It Takes A Hub: Fighting eCommerce Fraudsters Across New Vectors

Fighting eCommerce Fraudsters Across New Vectors

As commerce shifts online in a pivot that is likely to remain permanent, the fraudsters are also shifting their targets — and methods.

And as Rob Tharle, head of fraud strategy at NICE Actimize, told PYMNTS in a recent interview, financial institutions (FIs) and merchants need to adopt a multi-layered approach to combatting those bad actors.

 

“There are a number of areas where the fraud threat has increased this year and where we have seen an increasing trend — and the current situation with COVID-19 has added to it,” he told PYMNTS.
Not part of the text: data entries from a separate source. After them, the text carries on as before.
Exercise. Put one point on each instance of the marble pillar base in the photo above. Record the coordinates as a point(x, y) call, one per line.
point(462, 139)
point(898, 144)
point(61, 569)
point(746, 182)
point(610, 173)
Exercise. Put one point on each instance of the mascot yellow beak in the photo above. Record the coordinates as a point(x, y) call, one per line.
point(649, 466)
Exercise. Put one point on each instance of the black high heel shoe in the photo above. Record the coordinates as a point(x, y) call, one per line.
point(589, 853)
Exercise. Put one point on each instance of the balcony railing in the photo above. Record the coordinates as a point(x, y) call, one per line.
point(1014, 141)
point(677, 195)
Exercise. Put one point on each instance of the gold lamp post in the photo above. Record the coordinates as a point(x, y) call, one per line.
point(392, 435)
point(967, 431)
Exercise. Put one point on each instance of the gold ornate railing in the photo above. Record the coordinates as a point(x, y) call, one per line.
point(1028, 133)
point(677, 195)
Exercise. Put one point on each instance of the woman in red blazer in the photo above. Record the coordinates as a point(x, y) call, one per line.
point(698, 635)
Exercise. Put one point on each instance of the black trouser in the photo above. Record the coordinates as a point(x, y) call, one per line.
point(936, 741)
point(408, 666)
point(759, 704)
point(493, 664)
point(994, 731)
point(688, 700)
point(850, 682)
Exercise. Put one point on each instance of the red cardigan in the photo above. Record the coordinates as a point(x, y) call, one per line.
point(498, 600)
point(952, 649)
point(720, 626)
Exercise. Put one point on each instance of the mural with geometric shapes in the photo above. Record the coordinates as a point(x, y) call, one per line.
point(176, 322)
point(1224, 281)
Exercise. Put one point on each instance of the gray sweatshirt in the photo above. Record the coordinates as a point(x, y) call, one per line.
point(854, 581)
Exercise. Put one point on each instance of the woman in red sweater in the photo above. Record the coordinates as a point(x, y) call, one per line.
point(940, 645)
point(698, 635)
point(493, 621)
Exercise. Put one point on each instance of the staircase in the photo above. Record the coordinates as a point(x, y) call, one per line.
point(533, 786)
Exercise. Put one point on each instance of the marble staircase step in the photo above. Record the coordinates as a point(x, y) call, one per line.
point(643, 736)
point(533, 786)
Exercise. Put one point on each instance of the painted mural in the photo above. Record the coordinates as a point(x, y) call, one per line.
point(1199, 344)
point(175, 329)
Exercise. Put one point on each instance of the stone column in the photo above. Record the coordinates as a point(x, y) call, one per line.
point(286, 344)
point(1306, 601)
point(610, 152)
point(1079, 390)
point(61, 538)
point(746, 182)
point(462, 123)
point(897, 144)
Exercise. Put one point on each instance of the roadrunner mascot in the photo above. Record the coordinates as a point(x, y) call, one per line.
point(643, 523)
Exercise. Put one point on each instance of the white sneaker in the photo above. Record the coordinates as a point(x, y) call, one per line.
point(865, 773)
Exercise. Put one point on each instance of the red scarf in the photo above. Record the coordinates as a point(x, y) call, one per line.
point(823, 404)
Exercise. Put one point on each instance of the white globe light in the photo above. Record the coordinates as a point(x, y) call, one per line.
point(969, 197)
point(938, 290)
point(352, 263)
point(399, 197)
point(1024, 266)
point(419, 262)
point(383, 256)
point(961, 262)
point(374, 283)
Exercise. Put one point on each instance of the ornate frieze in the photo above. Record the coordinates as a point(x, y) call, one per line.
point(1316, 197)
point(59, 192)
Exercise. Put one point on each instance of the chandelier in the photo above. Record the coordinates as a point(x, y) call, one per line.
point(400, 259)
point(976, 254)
What’s different this time? Tharle said real-time payments have increasingly seen adoption across the globe, as seen in volumes reported in Europe, Australia and the U.S.

Real-time payments, he said, “increase the attack surface” for fraudsters and are attractive for two reasons: speed and the fact that the payments are irrevocable.
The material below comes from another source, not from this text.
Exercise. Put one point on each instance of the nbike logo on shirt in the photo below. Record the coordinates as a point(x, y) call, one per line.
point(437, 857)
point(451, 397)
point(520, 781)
This means, according to Tharle, that fraudulently obtained monies can be moved through several accounts in the span of minutes, which makes the money trail virtually untraceable.

The rise of FinTechs, also a global phenomenon as Tharle said, brings third parties into the mix. The combination of faster payments and more parties tied to a transaction heightens the fraud risk, introducing “gaps” where fraudsters can hide.
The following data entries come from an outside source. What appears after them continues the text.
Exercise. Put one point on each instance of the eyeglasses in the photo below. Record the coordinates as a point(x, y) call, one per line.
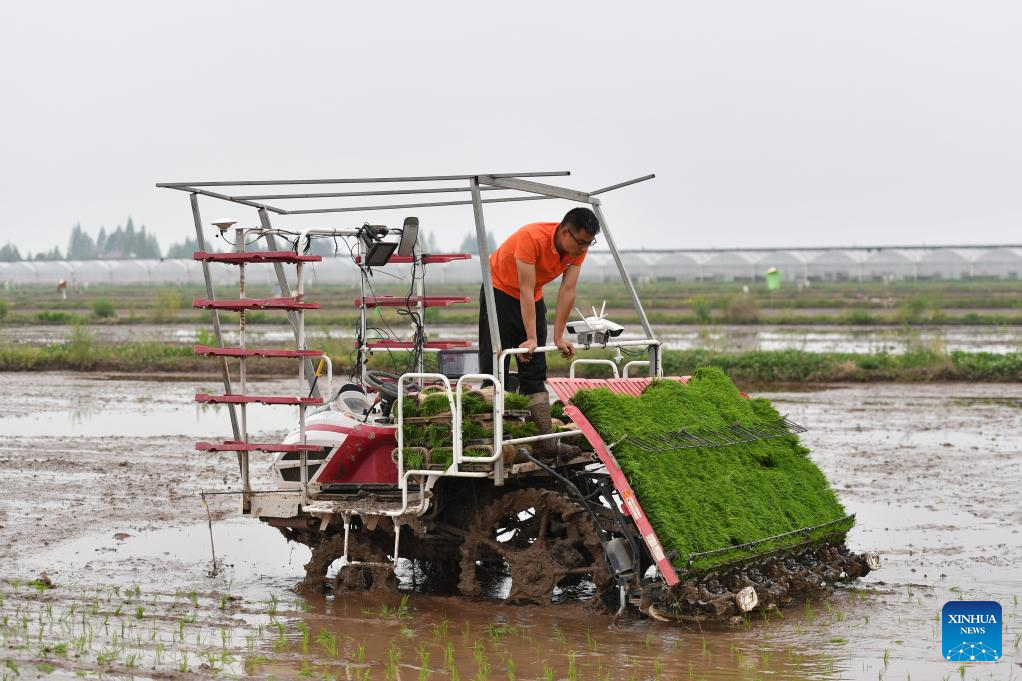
point(583, 244)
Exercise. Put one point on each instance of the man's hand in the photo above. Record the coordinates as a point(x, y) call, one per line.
point(530, 345)
point(567, 350)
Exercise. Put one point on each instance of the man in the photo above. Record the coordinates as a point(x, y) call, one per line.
point(529, 259)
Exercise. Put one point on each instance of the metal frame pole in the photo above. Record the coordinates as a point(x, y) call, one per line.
point(285, 290)
point(654, 366)
point(488, 281)
point(239, 246)
point(488, 293)
point(200, 241)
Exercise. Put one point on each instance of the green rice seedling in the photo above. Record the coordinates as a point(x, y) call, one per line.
point(107, 655)
point(572, 667)
point(481, 664)
point(80, 645)
point(686, 492)
point(328, 641)
point(390, 666)
point(449, 654)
“With the rise of FinTechs in Europe and the rest of the world, and with EMV, there’s a shift away from counterfeit fraud and mag stripes, toward CNP [card-not-present] and eCommerce fraud,” Tharle said. “What’s going to change, quite significantly in the U.S. is that as new technologies come in, merchants will put in new controls to limit their liability.”

That’s especially important as criminals seek to use eCommerce to commit what might be termed “authorized fraud” as bad actors get hold of card details or log-in credentials, pose as legitimate account holders and send payments. Authorized fraud also encompasses business email compromise (BEC) scams, too, said Tharle.

In some cases, the fraudsters are carrying out their schemes across a variety of channels, showing up at victims’ addresses, dressed in carriers’ uniforms, after (fraudulent) deliveries arrive, stating there’s been a mistake — and making off with the stolen goods.

As a result, he told PYMNTS, authorized fraud is harder to ferret out and combat.

“Just putting device profiling or two-factor authentication in place doesn’t help,” if it seems on the surface as if the actual customer is doing the transacting, he said.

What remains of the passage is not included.